107 営火
寒くなった。月は没し、われらの周囲には幾つかの赤き火光が揺れている。街道の路面は暗がりの中に沈んでいた。どのみち歩くのは無理だ。路外に火を焚いて、夜の明けるのを待つほかなかった。
焚き火する場所を探していると、歩兵聯隊の将校が声を掛けてきた。
「いっしょにどうですか?」
おおよそ一箇大隊ほどの数百名が、大きな露営火を囲んでいた。われらは極々の心底より謝意を述べつつ、その環に加えて貰った。腰を落ち着けて四辺を見渡すと、街道の両側に幾つかの露営火が見えた。
「ありふれた物ですが……」
誘ってくれた将校に、口一杯まで火酒を詰めた水筒を差し出したところ、
「おっ、これは有り難い」
と、一口飲んだ。そして、露営火で沸かした湯で茶を淹れて、われらに振る舞ってくれた。私は熱い茶を少し口に含んで、ようやく生きた心地になれたのだった。遙か南方には、火災による赤色の火光が薄々ながら見えた。西方にては、付近の停車場が燃えているらしく、やはり火光が見えた。
露営火を囲む環に紛れ込んできた連絡将校は
「誰もしらぬのですよ、何処に、何があるか」
と、呆れ顔をして言った。
「つい先刻、第2軍の司令部を探し当てましてね」
そこには命令を伝達すべき相手である聯隊長が来ているはずだった。たまたま司令官のカウリバルス将軍が捕虜となった日本兵を尋問していたところへ、その連絡将校が入って行き
「失礼します、第7猟兵聯隊長殿はおられませんか」
そう尋ねてみたところ
「第7猟兵聯隊の聯隊長なら、この俺だ」
と応じたので、すぐさま用件を伝えようとしたが、聯隊長は
「命令なら受けかねる」
などと言う。部下たちが、いま、何処で、どうしているか、まったく判らないのだそうだ。その挙げ句に
「なあ、君、俺の聯隊は何処に居るか知らないか?」
と、言われた。
そんな話を聞き流すうち、私は露営火の温もりで眠りに誘われた。すでに眠っていた同僚医官セルジュコフの脛を枕とし、半毛皮衣で脚部を覆い、安楽な姿勢をとることが出来た。そのとき、私を呼び止めてくれた将校が、連絡将校との間で、ここ数日の戦況を語り合っていた。

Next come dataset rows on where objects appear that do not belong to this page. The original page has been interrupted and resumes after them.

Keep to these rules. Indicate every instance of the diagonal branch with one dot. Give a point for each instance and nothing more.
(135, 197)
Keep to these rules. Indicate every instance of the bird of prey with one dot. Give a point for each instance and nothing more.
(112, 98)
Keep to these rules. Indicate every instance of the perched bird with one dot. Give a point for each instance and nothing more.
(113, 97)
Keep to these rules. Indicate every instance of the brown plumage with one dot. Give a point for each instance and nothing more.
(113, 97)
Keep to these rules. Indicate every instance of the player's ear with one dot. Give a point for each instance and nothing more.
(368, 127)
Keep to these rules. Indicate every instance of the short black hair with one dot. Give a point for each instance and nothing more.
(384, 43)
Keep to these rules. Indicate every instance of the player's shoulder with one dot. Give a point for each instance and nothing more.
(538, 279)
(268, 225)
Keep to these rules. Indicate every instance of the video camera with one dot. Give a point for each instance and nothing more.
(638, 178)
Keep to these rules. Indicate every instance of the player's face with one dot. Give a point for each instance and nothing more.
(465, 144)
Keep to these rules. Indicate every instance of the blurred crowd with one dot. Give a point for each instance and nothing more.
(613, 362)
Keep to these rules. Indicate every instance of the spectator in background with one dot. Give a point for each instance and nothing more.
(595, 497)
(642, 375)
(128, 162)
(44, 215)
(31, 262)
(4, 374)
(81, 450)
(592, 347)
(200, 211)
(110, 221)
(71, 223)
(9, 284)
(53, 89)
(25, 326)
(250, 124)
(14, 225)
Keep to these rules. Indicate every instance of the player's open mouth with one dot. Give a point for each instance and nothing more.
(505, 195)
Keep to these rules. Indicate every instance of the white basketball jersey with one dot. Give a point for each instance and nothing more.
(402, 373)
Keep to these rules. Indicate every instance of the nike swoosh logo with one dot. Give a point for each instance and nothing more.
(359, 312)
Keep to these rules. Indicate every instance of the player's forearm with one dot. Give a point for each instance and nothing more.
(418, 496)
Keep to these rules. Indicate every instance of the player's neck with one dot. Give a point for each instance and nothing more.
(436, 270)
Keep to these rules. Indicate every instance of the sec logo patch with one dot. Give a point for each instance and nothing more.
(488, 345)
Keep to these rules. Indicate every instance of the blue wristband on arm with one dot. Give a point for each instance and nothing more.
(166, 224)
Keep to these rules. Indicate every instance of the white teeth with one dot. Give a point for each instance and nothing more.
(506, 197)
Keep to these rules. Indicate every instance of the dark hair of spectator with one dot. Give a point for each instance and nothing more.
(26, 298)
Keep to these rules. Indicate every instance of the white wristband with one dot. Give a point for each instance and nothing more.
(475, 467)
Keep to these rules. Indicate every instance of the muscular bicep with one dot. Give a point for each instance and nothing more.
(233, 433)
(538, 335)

「会戦前まで、奉天には重砲を備えた砲兵中隊が居たのですよ。ところが2月19日に突然居なくなったのです。何処へ行ったと思いなさるか? 鉄嶺へです」
鉄嶺は奉天の北方に位置する街で、要は前線から遠ざけたということだ。
「要するに重砲を逃がしたのです。戦う前から負けて逃げることしか考えなかったのでしょう、重砲が日本軍に鹵獲されるのを恐れたのです」
果たして戦うための重砲であるか、戦いを避けてでも無事に持ち帰りたくなるほど大事な物だと言うなら、いったい何のために遠い遠い本国から運んできたのか判らぬ話だ。私は、殆ど眠りに落ちかけていたが、その話を聞いているうちに目が冴えてしまった。
「われわれ猟兵は、三日間も砲兵の掩護なしで戦いました。日本軍は当然のように榴霰弾を放つけれども、われわれは小銃だけで応戦したのです」
だとすると、軍のお偉方としては、猟兵一箇聯隊を犠牲にしてでも、何門かの重砲を逃がそうとしたということになろう。